Macron Khawatirkan Nasib Putra Mahkota Saudi Terksit Kasus Pembunuhan Khashoggi

Presiden Prancis Emmanuel Macron - Pool via Reuters/Ludovic Marin
03 Desember 2018 13:17 WIB Renat Sofie Andriani News Share :

Harianjogja.com, JAKARTA – Kasus pembunuhan Jamal Khashoggi ternyata menjadi salah satu isu paling disorot, setidaknya bagi Presiden Prancis Emmanuel Macron Perhelatan KTT G20 di ibu kota Argentina, Buenos Aires.

Dilansir dari The Guardian, Macron dan Putra Mahkota Arab Saudi, Mohammed bin Salman, tampak berbincang-bincang cukup serius di sela-sela pertemuan pimpinan-pimpinan elit dunia tersebut akhir pekan kemarin.

Pembicaraan keduanya sempat tertangkap sedikit oleh rekaman kamera televisi. Meski tak jelas tentang apa yang sedang dibicarakan, Macron tampak mengungkapkan kekhawatirannya kepada Sang Pangeran.

Menurut analisis The Guardian, kekhawatiran Macron kemudian ditanggapi dengan tenang oleh Mohammed bin Salman. Putra Mahkota juga mencoba menenangkan kekhawatiran Macron dengan mengatakan bahwa ia bisa menghadapi apa pun itu.

Seorang ajudan kepresidenan Prancis menerangkan bahwa kasus pembunuhan Khashoggi dan konflik Yaman menjadi dua topik utama yang diperbincangkan kedua pemimpin tersebut.
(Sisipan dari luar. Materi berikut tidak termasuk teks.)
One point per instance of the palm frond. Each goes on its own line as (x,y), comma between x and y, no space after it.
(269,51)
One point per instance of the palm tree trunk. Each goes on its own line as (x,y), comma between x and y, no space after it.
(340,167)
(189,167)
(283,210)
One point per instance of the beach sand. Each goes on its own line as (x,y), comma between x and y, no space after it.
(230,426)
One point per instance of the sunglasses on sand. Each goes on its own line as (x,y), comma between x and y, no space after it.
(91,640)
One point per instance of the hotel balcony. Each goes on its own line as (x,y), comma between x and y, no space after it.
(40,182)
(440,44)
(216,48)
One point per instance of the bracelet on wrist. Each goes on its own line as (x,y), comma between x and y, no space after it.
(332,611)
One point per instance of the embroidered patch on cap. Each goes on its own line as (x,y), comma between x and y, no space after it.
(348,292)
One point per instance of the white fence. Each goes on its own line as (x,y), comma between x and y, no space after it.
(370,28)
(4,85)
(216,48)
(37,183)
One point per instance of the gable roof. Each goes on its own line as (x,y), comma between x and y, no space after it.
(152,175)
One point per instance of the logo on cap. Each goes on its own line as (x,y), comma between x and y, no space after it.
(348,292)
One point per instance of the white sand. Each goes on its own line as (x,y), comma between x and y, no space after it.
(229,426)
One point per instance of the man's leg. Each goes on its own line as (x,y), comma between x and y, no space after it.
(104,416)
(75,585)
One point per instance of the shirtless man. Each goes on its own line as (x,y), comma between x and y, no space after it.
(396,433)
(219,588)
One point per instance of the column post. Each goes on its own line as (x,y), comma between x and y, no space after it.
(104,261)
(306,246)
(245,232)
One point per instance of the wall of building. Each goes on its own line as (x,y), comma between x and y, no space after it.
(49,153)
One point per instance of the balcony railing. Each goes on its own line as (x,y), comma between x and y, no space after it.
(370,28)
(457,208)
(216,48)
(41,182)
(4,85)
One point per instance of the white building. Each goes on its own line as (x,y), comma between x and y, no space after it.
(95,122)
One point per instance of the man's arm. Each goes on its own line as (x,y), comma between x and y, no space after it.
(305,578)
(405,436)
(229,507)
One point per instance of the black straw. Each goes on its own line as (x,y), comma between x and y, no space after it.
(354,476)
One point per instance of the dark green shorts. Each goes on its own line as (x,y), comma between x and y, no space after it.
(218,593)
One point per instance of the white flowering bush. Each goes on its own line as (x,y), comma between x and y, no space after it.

Pihak kepresidenan Prancis kemudian menyatakan bahwa kedua pemimpin telah berbincang-bincang selama sekitar lima menit di sela-sela KTT. Dalam pembicaraan mereka, Macron menyampaikan pesan yang “sangat tegas” kepada Pangeran atas kasus pembunuhan itu dan kebutuhan untuk menemukan solusi politik terkait situasi di Yaman.

Seperti diketahui, Jamal Khashoggi, seorang jurnalis asal Arab Saudi yang juga adalah kolumnis The Washington Post, dinyatakan dibunuh oleh sekelompok agen Arab Saudi setelah memasuki kantor konsulat Saudi di Istanbul, Turki, pada 2 Oktober.

Pembunuhan Khashoggi, yang juga dikenal atas kritiknya terhadap pemerintahan Saudi, sontak menyeret Mohammed bin Salman. Putra Mahkota diduga menjadi aktor utama di balik rencana pembunuhan Khashoggi, meskipun pihak Kerajaan Saudi telah berulang kali membantah keterlibatan Sang Pangeran.

Kasus ini telah menyulut kemarahan dunia internasional. Keputusan Mohammed bin Salman untuk menghadiri KTT G20 di Buenos Aires jelas mengundang risiko mengingat pandangan para pemimpin dunia atas pembunuhan Khashoggi.

Banyak pembantu dan staf keamanan terdekat Sang Pangeran diketahui terlibat dalam pembunuhan itu dan CIA telah menyampaikan laporannya yang berisikan penilaian bahwa komando eksekusi pembunuhan diberikan oleh Sang Pangeran.

Tak hanya Macron, Perdana Menteri Inggris, Theresa May, juga bertemu dengan Mohammed bin Salman dan menyampaikan pernyataan tegasnya tentang pembunuhan Khashoggi berikut perlunya pengusutan yang lengkap tentang dugaan keterlibatan pemerintahan Saudi.

Selama sesi foto dimulainya KTT G20, Mohammed bin Salman terlihat berdiri di bagian ujung para pemimpin kemudian tampak diabaikan begitu sesi tersebut selesai. Namun beberapa menit kemudian, Presiden Rusia Vladimir Putin menyapanya dengan hangat dan duduk bersama.

Sementara itu, meskipun tidak bertemu langsung dengan Putra Mahkota Saudi, Presiden Turki Recep Tayyip Erdogan menegaskan kembali seruannya bagi Arab Saudi untuk mengungkapkan identitas semua pihak yang terlibat dalam pembunuhan Khashoggi.

"Kami percaya bahwa itu juga akan menjadi kepentingan Arab Saudi untuk mengklarifikasi semua aspek pembunuhan dan mengadili semua pelaku,” kata Erdogan, seperti dikutip The New Arab.

Menteri Luar Negeri Saudi sendiri telah menggambarkan pertemuan KTT G20 itu sebagai “sangat produktif”. Pemerintah Saudi dikatakan telah ambil bagian membahas “tantangan-tantangan di kawasan itu, hubungan bilateral, dan cara untuk memajukannya”.

Namun, tidak ada respons balik darinya soal pertanyaan awak media mengenai pembicaraan tentang Khashoggi.